The toothbrush must be selected and possibly trimmed to give a flat contact surface with most bristles aligned in one direction. Worn toothbrushes are often no use, as their splayed bristles point in every direction. Such a bristlebot may then rotate or oscillate, but without travelling. Some new brushes may have very vertical bristles that do not generate much movement, unless trimmed into a slope.

=== Group construction ===
Group construction of bristlebots is a popular science project for children, through schools, Maker Faires and similar.

Kits are available to 'simplify' assembly and add decoration, although this is very far from necessary.

=== Developments ===

Artbots or drawbots may be constructed by adding pens to a bristlebot, or using a few suitable pens as the bristles themselves. Such robots are used on a large sheet of paper, where they leave behind a drawn trail. This trail indicates the efficiency of the bristlebot, its distance travelled from the start relative to the circuitous distance along its crooked path.

Recent toothbrush heads, such as the Oral-B Pulsar, include rubber blades as well as stiff bristles. These make an even better performing bristlebot that is faster in a straight line.

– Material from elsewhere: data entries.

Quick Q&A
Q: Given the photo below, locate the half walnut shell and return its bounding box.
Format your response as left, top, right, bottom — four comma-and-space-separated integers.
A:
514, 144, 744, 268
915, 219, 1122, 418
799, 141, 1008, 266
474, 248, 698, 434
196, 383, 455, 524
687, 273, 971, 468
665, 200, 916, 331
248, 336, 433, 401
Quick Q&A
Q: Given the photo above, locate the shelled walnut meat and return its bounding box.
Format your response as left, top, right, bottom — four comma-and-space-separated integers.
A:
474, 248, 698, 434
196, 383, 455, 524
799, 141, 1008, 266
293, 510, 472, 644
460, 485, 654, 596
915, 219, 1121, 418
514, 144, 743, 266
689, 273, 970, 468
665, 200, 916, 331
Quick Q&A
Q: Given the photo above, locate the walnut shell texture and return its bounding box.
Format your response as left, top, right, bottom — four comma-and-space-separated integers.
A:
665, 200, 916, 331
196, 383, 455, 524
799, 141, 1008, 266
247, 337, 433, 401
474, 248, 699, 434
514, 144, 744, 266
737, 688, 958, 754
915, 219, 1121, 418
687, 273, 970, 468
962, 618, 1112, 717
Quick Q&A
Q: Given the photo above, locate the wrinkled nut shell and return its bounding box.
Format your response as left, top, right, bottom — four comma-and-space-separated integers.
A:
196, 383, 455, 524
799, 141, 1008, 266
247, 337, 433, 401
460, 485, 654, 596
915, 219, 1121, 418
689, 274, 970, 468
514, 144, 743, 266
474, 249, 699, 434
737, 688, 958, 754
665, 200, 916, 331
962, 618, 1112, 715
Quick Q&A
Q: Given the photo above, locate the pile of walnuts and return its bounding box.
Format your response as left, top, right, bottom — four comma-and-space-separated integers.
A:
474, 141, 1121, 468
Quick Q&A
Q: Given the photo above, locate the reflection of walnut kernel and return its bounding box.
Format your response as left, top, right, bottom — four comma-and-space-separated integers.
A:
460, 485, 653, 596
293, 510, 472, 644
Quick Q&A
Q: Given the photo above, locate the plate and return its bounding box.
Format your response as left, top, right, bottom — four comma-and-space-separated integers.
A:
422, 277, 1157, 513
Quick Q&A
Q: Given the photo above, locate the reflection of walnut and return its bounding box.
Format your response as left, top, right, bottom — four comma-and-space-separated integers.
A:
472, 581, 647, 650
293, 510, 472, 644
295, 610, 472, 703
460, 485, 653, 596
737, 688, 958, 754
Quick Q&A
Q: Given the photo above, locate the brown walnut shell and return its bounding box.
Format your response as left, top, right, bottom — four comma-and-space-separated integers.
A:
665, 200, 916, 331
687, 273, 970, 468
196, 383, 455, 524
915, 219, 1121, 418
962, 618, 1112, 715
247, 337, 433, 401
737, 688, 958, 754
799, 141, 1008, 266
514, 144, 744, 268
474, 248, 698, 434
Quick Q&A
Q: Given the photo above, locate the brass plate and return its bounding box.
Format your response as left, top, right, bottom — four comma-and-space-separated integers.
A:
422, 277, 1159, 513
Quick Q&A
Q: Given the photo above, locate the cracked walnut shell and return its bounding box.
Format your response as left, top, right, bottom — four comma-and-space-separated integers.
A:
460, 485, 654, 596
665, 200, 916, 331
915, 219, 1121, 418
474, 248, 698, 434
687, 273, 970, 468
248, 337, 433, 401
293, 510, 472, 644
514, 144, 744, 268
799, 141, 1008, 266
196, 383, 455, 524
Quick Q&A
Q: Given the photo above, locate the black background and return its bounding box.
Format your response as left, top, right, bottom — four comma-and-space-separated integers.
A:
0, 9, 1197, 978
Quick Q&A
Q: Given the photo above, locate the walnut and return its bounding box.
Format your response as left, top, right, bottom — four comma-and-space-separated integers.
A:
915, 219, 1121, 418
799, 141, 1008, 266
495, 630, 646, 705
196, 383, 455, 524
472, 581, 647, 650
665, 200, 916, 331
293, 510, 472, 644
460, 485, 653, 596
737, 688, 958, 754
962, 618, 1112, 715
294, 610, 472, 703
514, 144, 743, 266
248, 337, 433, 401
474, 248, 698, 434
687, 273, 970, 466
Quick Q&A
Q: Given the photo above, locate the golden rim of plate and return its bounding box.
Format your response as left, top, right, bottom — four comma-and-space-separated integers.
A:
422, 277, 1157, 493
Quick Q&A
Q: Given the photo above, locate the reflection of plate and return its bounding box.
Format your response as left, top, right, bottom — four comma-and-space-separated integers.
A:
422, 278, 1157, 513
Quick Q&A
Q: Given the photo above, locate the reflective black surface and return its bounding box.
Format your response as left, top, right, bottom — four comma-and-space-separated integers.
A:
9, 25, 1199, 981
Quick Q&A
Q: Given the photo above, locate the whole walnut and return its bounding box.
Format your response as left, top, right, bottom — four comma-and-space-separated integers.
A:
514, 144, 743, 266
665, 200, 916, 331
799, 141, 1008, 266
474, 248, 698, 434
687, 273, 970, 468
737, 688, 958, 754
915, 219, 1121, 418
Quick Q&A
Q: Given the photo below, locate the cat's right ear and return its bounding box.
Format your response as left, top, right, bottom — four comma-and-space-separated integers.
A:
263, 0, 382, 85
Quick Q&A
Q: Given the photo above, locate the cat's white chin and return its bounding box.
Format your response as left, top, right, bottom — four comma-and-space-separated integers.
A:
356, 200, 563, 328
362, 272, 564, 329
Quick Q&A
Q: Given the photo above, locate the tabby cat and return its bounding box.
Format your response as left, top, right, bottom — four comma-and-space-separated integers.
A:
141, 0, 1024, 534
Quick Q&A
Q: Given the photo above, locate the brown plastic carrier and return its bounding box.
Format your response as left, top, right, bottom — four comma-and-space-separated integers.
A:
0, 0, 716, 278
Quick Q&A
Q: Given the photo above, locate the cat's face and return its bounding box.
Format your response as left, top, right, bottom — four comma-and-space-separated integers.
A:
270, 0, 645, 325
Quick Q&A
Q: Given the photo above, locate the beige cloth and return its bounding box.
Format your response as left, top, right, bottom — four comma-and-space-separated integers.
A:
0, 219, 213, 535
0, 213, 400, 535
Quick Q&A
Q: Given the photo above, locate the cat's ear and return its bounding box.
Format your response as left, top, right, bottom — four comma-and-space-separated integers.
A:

Domestic scrubbing brushes, with larger motors, may be used to make larger brushbots with equally simple construction.

By separating the drive across two brush heads, a bristlebot may begin to have steering control. Simple robotics with long-established circuitry may then be used to drive each side independently, with two motors. By controlling their relative power with regard to an external stimulus such as light, a robot with simple behaviours such as light-seeking or light avoidance, may be constructed.

This idea of creating a controllable, steerable BristleBot can be further extended by using a WiFi enabled micro controller to create a bristlebot that you can drive from a smartphone, or even teach to drive autonomously.

In BEAM robotics, a sophisticated bristlebot may begin to resemble a Walker, although these multi-legged robots are usually much more sophisticated, using multiple actuators with independent control.

== Commercial bristlebots ==
The popular Hexbug range of toy robots began with the Hexbug Nano, a bristlebot. Nano V2, a development of the original Nano released in 2013, has three additional flexible spines on their top surface. This gives them the new ability to climb vertically between two suitably spaced plates or tube walls. As the upper spines are only a narrow row, the 'bots are unstable when upside down and so become self-righting.

A variety of clear plastic tube habitats are offered with them. These range from a simple vertical tube to demonstrate climbing, through to multi 'bot habitats with multiple horizontal arenas linked by curved climbing tubes in clear plastic. A variety of additional construction set tube parts are available, including twisted tubes and funnels

The game Electric Football uses players with bristled bases to move across a vibrating playing field.